A survey conducted by Atradius has found that businesses in Asia-Pacific have experienced a significant rise in ‘uncollectable’ payments on trade debt. The 3.6 percent figure in 2011 has increased to five percent in 2012. The latest Atradius Payment Practices Barometer, which focuses on Asia-Pacific, found that over half of the respondents also planned to increase measures to protect their businesses against deterioration of trade credit risk.

The November 2012 Atradius Payment Practices Barometer polled 1,661 businesses in Australia, China, Hong Kong, India, Indonesia, Japan, Singapore and Taiwan. On average, 30 percent of the total value of domestic and foreign B2B invoices issued by survey respondents remained unpaid at the due date. The highest percentage of overdue B2B invoices was approximately 35 percent in Hong Kong and the lowest fewer than 20 percent in Japan.

In addition, over 10 percent of invoices remained unpaid after three months overdue and over five percent of B2B receivables were defaulted upon.
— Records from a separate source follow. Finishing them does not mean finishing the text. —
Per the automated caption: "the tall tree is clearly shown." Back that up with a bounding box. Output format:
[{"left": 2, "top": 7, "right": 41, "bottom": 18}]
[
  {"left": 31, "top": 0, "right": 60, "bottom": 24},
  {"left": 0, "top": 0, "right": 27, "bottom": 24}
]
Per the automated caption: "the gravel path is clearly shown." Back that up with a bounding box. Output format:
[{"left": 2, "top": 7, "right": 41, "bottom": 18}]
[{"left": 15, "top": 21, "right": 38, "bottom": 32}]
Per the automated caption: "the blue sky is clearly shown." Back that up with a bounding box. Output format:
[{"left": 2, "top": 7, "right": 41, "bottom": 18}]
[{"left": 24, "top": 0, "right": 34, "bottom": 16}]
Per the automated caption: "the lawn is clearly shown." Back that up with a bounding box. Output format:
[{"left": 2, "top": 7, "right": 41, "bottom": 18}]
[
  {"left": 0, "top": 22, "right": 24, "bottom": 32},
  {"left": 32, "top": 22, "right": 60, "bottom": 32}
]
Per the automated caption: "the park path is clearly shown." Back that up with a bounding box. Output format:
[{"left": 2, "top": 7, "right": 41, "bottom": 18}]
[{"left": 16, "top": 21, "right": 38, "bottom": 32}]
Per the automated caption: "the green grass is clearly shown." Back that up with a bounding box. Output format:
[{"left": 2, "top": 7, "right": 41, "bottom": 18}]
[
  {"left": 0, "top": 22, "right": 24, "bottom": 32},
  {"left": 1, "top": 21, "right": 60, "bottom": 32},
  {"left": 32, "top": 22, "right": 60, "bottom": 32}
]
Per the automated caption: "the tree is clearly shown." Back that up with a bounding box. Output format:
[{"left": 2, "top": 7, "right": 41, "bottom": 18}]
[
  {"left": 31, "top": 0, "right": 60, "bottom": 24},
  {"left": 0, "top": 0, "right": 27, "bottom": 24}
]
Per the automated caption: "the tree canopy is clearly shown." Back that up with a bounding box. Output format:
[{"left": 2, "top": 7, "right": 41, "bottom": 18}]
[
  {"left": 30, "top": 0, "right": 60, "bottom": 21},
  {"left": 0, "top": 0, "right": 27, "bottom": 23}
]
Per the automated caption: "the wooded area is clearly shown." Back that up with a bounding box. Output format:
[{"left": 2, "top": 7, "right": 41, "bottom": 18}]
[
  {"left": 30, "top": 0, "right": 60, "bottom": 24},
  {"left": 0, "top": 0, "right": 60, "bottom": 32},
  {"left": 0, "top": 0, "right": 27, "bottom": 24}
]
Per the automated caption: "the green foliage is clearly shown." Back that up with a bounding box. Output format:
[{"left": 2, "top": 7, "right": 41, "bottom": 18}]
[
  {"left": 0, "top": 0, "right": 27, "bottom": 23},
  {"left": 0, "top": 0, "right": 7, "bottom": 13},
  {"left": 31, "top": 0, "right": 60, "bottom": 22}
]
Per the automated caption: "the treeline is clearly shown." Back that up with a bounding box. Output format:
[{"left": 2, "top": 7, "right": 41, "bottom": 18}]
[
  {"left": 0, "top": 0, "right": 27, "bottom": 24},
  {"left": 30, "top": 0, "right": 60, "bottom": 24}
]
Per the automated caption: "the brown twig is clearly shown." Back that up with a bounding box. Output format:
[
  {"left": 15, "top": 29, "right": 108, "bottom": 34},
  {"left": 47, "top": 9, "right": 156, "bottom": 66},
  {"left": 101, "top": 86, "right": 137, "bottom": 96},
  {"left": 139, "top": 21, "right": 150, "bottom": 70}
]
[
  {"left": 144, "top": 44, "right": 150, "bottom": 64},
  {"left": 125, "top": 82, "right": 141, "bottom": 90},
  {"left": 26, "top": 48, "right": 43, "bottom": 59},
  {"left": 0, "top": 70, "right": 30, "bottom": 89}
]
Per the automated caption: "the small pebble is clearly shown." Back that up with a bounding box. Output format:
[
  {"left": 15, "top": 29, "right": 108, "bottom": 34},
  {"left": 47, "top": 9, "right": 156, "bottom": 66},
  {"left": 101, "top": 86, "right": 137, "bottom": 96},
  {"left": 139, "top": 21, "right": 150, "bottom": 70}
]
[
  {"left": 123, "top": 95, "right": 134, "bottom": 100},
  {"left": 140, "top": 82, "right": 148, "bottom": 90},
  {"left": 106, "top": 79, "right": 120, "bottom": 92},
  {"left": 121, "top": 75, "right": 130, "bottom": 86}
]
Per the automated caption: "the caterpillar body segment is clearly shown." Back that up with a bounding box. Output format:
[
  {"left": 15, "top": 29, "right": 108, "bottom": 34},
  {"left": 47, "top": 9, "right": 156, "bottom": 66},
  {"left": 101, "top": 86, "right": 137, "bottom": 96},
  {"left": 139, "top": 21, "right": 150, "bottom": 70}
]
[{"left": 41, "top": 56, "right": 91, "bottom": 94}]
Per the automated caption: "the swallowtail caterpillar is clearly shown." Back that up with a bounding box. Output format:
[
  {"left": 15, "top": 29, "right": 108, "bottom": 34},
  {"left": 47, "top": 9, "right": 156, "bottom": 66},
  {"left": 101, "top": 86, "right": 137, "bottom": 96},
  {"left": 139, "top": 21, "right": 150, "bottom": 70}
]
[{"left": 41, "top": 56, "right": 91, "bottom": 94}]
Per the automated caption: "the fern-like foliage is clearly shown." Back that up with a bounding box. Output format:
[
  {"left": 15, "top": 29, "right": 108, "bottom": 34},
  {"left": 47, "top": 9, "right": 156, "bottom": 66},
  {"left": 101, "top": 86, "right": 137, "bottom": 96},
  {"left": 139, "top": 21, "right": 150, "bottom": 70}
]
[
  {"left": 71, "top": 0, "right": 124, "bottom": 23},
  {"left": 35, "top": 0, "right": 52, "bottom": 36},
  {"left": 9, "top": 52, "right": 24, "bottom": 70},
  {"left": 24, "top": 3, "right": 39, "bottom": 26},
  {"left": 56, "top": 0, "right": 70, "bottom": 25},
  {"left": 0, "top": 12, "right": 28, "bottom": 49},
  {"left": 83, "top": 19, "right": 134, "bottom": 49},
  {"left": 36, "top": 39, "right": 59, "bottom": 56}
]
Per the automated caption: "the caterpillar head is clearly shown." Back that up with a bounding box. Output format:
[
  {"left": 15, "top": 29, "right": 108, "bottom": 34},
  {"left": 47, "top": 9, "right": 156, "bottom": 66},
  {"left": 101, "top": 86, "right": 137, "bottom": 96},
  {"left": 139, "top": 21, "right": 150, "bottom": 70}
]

This percentage reached a high of seven percent in India and Singapore, and a low of around two percent in Japan. The impact of the significant levels of late payment is evidenced by the variance between the average payment term recorded in Asia-Pacific (32 days) and the average Days Sales Outstanding of 44 days.

Domestic payment delays due to liquidity restraints have also risen to 53.5 percent from 47.7 percent in 2011. Indonesian businesses are experiencing the toughest time, with 70 percent experiencing problems with domestic payments owed to them, whilst payments from foreign customers were mostly delayed because of the complexity of the payment procedure or inefficiencies of the banking system – around 45 percent of respondents in each case.

To reduce payment delays and payment defaults, over half of the survey respondents (53 percent) anticipate checking buyers’ creditworthiness more often, particularly respondents in Singapore (68.0 percent) and China (64.5 percent).

Alun Sweeney, Regional Director of Atradius UK & Ireland says with little or no growth in many primary European export destinations, export-orientated economies across Asia-Pacific will find stable growth challenging in 2013: “Specifically, only Ireland, Austria and Germany are forecast growth of one percent or more next year, whilst insolvencies are forecast to improve only in US, Japan, Norway and Canada.”